[HDC2009] R7x , the SIMBAD biblio

Gas and star velocity dispersions have been derived for four circumnuclear star-forming regions (CNSFRs) and the nucleus of the spiral galaxy NGC2903 using high-resolution spectroscopy in the blue and far red. Stellar velocity dispersions have been obtained from the Caii triplet lines at λλ8494, 8542, 8662Å, using cross-correlation techniques, while gas velocity dispersions have been measured by Gaussian fits to the Hβλ4861Å line.

The CNSFRs, with sizes of about 100 to 150pc in diameter, show a complex structure at the Hubble Space Telescope (HST) resolution, with a good number of subclusters with linear diameters between 3 and 8pc. Their stellar velocity dispersions range from 39 to 67km/s. These values, together with the sizes measured on archival HST images, yield upper limits to the dynamical masses for the individual star clusters between 1.8 and 8.7x10⁶M_☉ and upper limits to the masses for the whole CNSFR between 4.9x10⁶ and 4.3x10⁷M_☉.
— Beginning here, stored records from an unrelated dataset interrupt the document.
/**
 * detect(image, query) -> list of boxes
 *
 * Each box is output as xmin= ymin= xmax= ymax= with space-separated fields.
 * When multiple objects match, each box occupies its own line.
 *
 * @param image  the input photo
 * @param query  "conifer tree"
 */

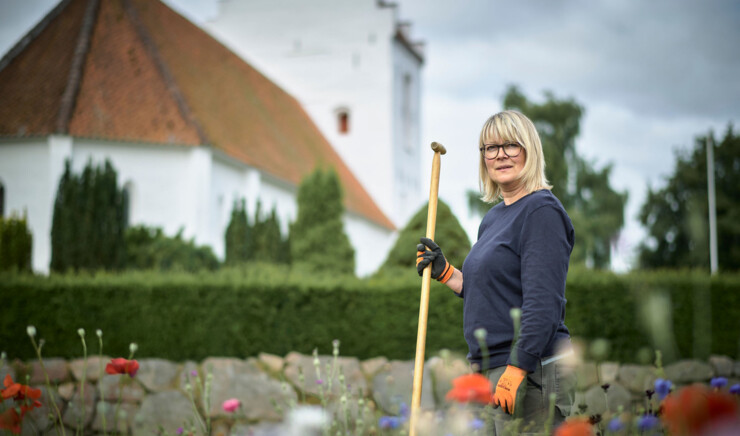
xmin=50 ymin=159 xmax=126 ymax=272
xmin=0 ymin=212 xmax=33 ymax=272
xmin=290 ymin=168 xmax=354 ymax=274
xmin=50 ymin=161 xmax=77 ymax=272
xmin=380 ymin=199 xmax=471 ymax=274
xmin=224 ymin=199 xmax=251 ymax=265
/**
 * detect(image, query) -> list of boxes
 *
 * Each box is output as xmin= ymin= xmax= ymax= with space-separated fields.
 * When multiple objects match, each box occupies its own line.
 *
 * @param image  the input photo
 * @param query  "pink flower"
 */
xmin=222 ymin=398 xmax=241 ymax=413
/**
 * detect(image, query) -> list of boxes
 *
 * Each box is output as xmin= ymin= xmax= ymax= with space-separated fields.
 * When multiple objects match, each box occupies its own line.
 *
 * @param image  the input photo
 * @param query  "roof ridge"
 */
xmin=56 ymin=0 xmax=99 ymax=134
xmin=121 ymin=0 xmax=210 ymax=145
xmin=0 ymin=0 xmax=73 ymax=74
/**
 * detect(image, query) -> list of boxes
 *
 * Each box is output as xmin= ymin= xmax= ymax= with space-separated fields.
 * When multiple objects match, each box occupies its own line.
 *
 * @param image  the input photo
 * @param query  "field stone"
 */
xmin=208 ymin=361 xmax=297 ymax=421
xmin=62 ymin=381 xmax=96 ymax=430
xmin=0 ymin=361 xmax=15 ymax=384
xmin=259 ymin=352 xmax=284 ymax=374
xmin=664 ymin=360 xmax=714 ymax=384
xmin=361 ymin=356 xmax=388 ymax=379
xmin=617 ymin=364 xmax=656 ymax=393
xmin=20 ymin=385 xmax=65 ymax=436
xmin=232 ymin=421 xmax=284 ymax=436
xmin=372 ymin=360 xmax=434 ymax=414
xmin=575 ymin=361 xmax=598 ymax=390
xmin=57 ymin=382 xmax=75 ymax=400
xmin=598 ymin=362 xmax=620 ymax=384
xmin=98 ymin=373 xmax=146 ymax=402
xmin=133 ymin=391 xmax=192 ymax=436
xmin=177 ymin=360 xmax=200 ymax=393
xmin=29 ymin=358 xmax=69 ymax=384
xmin=136 ymin=358 xmax=180 ymax=391
xmin=91 ymin=401 xmax=139 ymax=433
xmin=709 ymin=355 xmax=734 ymax=377
xmin=427 ymin=354 xmax=469 ymax=405
xmin=735 ymin=361 xmax=740 ymax=377
xmin=583 ymin=382 xmax=631 ymax=415
xmin=284 ymin=352 xmax=368 ymax=398
xmin=69 ymin=356 xmax=109 ymax=382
The masses of the ionizing stellar population responsible for the Hii region gaseous emission have been derived from their published Hα luminosities and are found to be between 1.9 and 2.5 x 10⁶M_☉ for the star-forming regions, and 2.1x10⁵M_☉for the galaxy nucleus, therefore constituting between 1 and 4 per cent of the total dynamical mass.

In the CNSFR, star and gas velocity dispersions are found to differ by about 20km/s with the Hβ lines being narrower than both the stellar lines and the [Oiii]λ5007Å lines. The ionized gas kinematics are complex; two different kinematical components seem to be present as evidenced by different widths and Doppler shifts.
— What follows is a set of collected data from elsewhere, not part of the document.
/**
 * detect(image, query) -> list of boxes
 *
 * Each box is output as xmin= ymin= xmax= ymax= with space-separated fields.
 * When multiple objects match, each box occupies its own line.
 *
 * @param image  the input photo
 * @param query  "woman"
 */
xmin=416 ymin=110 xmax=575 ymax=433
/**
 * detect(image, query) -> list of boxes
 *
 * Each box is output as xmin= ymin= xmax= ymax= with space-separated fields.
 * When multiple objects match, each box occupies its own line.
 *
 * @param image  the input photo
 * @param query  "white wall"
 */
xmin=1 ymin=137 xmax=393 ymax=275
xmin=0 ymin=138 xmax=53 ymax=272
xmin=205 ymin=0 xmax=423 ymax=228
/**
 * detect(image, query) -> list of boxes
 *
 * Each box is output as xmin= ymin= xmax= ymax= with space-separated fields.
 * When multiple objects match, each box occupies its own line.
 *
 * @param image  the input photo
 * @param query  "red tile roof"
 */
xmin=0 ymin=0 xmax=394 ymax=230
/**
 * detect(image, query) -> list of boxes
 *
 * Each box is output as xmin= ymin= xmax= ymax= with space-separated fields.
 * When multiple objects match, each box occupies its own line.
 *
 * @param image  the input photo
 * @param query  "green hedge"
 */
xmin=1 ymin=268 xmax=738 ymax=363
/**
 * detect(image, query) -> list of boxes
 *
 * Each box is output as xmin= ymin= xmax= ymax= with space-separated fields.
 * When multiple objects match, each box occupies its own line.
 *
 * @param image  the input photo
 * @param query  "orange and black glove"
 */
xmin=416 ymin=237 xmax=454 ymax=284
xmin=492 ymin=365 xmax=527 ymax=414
The line profiles in the spectra of the galaxy nucleus, however, are consistent with the presence of a single component with radial velocity and velocity dispersion close to those measured for the stellar absorption lines.

The presence and reach of two distinct components in the emission lines in ionized regions and the influence that this fact could have on the observed line ratios are of major interest for several reasons, among others, the classification of the activity in the central regions of galaxies, the inferences about the nature of the source of ionization for the two components and the derivation of the gaseous chemical abundances.